Workflow Issue – linking images to existing records

One of the more efficient workflows is to rapidly image all specimens cabinet by cabinet and then process the label data afterwards using images of the specimen labels. Barcodes are often affixed to the specimens as they are imaged. When collections are organized based on taxonomic and geographic criteria, skeletal data (e.g. scientific name, country, state, etc.) can be easily captured during the imaging process. Images are often renamed using the barcodes so they can be bulk uploaded onto a web server. The barcode is mapped to the Catalog Number field, which is used as the key identifier for mapping images to the skeletal data. Finally, the additional label information is entered into the database using the  web image and the browser-based data entry form built into Symbiota, or other bulk processing workflows (e.g. OCR/NLP). One important benefit of data processing from the image is a reduction of excess handling of the physical specimens. 
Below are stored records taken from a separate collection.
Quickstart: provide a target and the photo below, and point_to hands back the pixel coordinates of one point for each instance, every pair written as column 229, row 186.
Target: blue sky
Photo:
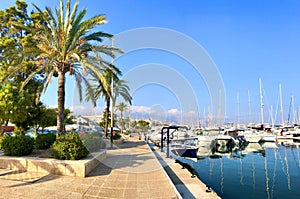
column 246, row 39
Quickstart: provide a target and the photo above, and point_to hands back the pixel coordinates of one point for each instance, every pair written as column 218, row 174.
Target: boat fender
column 208, row 190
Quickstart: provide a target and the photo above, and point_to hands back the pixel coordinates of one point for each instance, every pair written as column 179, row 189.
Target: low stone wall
column 78, row 168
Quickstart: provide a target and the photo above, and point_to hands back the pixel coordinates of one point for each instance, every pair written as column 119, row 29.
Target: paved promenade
column 130, row 171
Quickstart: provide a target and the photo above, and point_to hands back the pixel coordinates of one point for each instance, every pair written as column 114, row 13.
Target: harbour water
column 268, row 170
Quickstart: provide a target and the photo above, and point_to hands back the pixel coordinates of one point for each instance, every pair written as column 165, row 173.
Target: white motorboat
column 253, row 137
column 269, row 138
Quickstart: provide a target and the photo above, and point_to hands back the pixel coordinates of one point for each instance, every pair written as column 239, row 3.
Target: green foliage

If a collection had previously databased specimens prior to imaging and barcoding, it can be a challenge linking the images and skeletal data to the old records. If the barcode assignments are coordinated with the old catalog numbers, then the barcodes can be used to match images and data records. However, barcodes are often cheaper bought in bulk, sequentially numbered. Since matching barcodes to old accession number tends to be labor intensive, barcodes are rarely synchronized with the old catalog number. In these cases, automatically matching old records with images is difficult. Below are a couple workflows that are commonly employed to assist in this task.

  • Data preparation:
    • Upload existing records into the database with the old catalog/accession number mapped to the Other Catalog Numbers field. If data is already in the database, ask the portal manager to transfer Catalog Number over to Other Catalog Numbers field. At this point, the catalog number field should be blank.
    • Bulk upload images so that they are linked to new “Unprocessed” records with the catalog number field primed with the catalog number obtained from the file name. Contact your project or portal manager to inquire which bulk image processing workflows are available.
    • Upload skeletal data via a text file upload, or use the skeletal data entry form during the imaging process.
  • Linking solution 1
    • For each unprocessed record, zoom in to the old catalog number and enter into the Other Catalog Number field. If one or more old records already exist with matching numbers, a message will be displayed asking if you want to view possible duplicate records (Fig. 1). A pop-up will be displayed with the option to merge the old record with the new record (Fig. 2). If a matching record is not found, data entry can be done and the processing status changed as appropriate.
  • Linking solution 2 – this option is typically less preferred since it 1) requires multiple steps, 2) is susceptible to data errors due to entering other catalog number incorrectly, 3) is susceptible to merging images to incorrect records when multiple records share duplicate old catalog numbers 
    • Create a CSV spreadsheet with the first column labeled as catalogNumber containing barcodes, and the second column labeled otherCatalogNumbers containing the old catalog numbers. To reduce data entry error, we recommend using a barcode reader to fill in the catalogNumber column.
    • Upload the spreadsheet as a skeletal data upload. This will match records based on the catalog number (barcode) and populate the empty other catalog number field with the old catalog number.
    • Use the merge duplicate record tools available in the data cleaning options to merge old records with the new records. Records should be merged based on matching the Other Catalog Number fields.

 

Figure 1: Record match based on duplicate old catalog numbers

 

Figure 2: Popup with merge option